Viene quindi a cadere sia il principio di colpevolezza, automaticamente connesso al mancato godimento del periodo di ferie annuali, sia quello, correlato al primo, per cui il dirigente dovrebbe dimostrare, per liberarsi dalla propria responsabilità e quindi accedere alla monetizzazione dei giorni non goduti, di non aver potuto fruire del riposo per ragioni imputabili all’azienda.

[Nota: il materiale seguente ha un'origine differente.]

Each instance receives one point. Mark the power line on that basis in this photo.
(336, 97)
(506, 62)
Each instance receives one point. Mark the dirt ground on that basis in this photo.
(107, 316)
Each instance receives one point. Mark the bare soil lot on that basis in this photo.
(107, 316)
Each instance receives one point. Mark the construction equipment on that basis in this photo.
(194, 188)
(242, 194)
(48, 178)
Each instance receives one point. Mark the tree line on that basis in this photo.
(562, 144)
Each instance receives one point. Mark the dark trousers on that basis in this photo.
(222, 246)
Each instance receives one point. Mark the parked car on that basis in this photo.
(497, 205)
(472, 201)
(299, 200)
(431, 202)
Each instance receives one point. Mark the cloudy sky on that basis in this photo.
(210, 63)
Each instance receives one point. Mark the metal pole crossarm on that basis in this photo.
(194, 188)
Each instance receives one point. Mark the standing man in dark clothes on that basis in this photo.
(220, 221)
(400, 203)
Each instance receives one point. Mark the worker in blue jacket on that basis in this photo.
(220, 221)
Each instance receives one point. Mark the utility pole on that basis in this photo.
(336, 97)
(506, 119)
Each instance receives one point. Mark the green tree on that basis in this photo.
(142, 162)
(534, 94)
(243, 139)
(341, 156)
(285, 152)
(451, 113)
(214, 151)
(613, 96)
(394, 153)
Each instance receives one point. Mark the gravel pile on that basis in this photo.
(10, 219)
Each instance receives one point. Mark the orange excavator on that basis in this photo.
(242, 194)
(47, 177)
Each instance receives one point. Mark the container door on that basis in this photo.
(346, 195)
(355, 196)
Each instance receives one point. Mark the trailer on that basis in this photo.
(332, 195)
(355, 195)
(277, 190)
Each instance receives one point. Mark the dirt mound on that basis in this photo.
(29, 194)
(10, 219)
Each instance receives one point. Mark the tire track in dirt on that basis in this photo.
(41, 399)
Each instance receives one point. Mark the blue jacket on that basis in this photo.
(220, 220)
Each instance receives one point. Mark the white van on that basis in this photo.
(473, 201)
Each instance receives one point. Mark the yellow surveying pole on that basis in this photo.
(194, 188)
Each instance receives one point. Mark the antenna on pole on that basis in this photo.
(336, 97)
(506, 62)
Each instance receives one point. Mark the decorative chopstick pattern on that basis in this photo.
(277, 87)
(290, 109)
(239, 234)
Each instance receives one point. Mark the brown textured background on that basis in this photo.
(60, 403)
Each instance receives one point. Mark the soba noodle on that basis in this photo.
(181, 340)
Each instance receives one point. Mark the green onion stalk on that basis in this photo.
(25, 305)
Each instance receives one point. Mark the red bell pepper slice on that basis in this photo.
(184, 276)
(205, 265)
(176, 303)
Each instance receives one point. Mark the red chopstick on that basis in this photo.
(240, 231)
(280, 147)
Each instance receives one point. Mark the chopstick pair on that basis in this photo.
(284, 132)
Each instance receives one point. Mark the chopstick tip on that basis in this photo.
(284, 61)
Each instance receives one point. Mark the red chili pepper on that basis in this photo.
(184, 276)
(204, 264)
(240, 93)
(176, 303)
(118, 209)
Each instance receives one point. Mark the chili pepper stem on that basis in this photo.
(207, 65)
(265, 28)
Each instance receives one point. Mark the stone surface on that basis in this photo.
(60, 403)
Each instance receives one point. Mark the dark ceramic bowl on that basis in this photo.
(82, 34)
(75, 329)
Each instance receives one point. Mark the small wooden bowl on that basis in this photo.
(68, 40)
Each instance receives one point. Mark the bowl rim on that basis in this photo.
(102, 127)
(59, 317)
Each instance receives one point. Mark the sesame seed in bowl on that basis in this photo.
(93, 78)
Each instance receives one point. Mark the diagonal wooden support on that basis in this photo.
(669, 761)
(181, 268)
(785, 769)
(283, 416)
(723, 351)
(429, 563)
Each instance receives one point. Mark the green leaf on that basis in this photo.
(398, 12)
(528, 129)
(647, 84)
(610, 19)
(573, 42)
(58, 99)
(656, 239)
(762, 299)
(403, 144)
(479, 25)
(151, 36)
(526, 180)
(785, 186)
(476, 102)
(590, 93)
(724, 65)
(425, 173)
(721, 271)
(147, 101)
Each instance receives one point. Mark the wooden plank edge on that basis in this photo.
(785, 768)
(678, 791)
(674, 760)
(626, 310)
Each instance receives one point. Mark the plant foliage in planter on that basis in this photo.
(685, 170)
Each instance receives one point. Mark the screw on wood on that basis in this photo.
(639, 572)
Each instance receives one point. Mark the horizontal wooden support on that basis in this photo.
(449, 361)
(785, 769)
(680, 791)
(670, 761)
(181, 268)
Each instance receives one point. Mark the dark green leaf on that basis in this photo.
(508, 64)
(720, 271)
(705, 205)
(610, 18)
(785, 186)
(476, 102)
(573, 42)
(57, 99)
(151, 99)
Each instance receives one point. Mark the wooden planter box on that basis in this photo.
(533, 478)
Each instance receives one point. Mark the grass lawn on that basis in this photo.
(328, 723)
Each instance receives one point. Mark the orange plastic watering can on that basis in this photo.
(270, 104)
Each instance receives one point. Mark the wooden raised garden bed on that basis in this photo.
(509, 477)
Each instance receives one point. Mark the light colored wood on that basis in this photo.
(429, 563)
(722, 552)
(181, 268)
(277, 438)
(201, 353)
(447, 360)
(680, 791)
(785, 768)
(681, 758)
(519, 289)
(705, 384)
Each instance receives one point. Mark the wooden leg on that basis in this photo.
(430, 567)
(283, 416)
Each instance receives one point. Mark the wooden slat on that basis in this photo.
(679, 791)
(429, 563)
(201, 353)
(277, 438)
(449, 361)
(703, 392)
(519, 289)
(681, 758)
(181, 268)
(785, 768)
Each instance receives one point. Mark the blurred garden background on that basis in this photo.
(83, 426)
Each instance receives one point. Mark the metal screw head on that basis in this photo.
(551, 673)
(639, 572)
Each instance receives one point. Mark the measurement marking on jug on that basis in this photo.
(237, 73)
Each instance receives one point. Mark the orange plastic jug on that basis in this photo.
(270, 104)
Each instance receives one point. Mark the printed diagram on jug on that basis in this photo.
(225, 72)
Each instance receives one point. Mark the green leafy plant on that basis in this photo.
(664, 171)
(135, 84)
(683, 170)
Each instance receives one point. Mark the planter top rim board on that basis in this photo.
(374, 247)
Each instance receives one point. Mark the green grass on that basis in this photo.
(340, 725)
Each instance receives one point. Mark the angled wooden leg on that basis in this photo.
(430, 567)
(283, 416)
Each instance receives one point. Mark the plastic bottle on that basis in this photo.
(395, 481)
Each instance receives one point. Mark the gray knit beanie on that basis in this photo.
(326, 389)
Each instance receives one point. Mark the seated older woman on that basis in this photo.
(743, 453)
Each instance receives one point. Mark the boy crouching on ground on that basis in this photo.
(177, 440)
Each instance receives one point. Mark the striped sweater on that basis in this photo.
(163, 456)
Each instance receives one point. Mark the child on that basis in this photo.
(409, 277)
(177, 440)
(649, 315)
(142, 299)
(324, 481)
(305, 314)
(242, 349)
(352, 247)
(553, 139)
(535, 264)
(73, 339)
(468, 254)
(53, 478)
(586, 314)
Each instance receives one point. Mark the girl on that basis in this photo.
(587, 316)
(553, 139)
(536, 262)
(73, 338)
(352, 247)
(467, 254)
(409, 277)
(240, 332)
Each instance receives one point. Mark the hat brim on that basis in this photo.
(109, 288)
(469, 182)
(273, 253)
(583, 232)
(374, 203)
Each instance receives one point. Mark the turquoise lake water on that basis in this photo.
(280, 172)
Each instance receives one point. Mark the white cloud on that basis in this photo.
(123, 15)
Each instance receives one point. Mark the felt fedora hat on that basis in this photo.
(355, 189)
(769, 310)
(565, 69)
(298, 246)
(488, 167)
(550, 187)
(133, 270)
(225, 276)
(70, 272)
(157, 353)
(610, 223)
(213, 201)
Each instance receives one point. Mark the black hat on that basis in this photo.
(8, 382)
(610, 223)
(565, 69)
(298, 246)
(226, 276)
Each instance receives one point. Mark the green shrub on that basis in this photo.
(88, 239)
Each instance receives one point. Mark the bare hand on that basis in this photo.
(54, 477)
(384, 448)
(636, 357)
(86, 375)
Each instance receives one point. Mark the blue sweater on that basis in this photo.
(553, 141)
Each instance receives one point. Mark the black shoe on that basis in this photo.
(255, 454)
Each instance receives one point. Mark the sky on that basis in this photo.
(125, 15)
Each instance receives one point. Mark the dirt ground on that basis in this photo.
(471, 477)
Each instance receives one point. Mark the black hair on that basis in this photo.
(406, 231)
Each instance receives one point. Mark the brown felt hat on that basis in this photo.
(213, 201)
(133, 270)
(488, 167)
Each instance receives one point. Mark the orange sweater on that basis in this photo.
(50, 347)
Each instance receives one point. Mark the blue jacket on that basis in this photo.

Sarà sempre l’azienda che, laddove il dirigente dimostri cessazione del rapporto di lavoro e l’effettiva sussistenza di giorni di ferie non goduti, dovrà dunque dimostrare di averlo previamente invitato a fruirne – se necessario formalmente – e allo stesso tempo avvisato, in modo accurato ed in tempo utile a garantire che le stesse ferie siano ancora idonee ad apportare all’interessato il riposo a cui esse sono destinate, che in caso di mancato godimento verranno perse.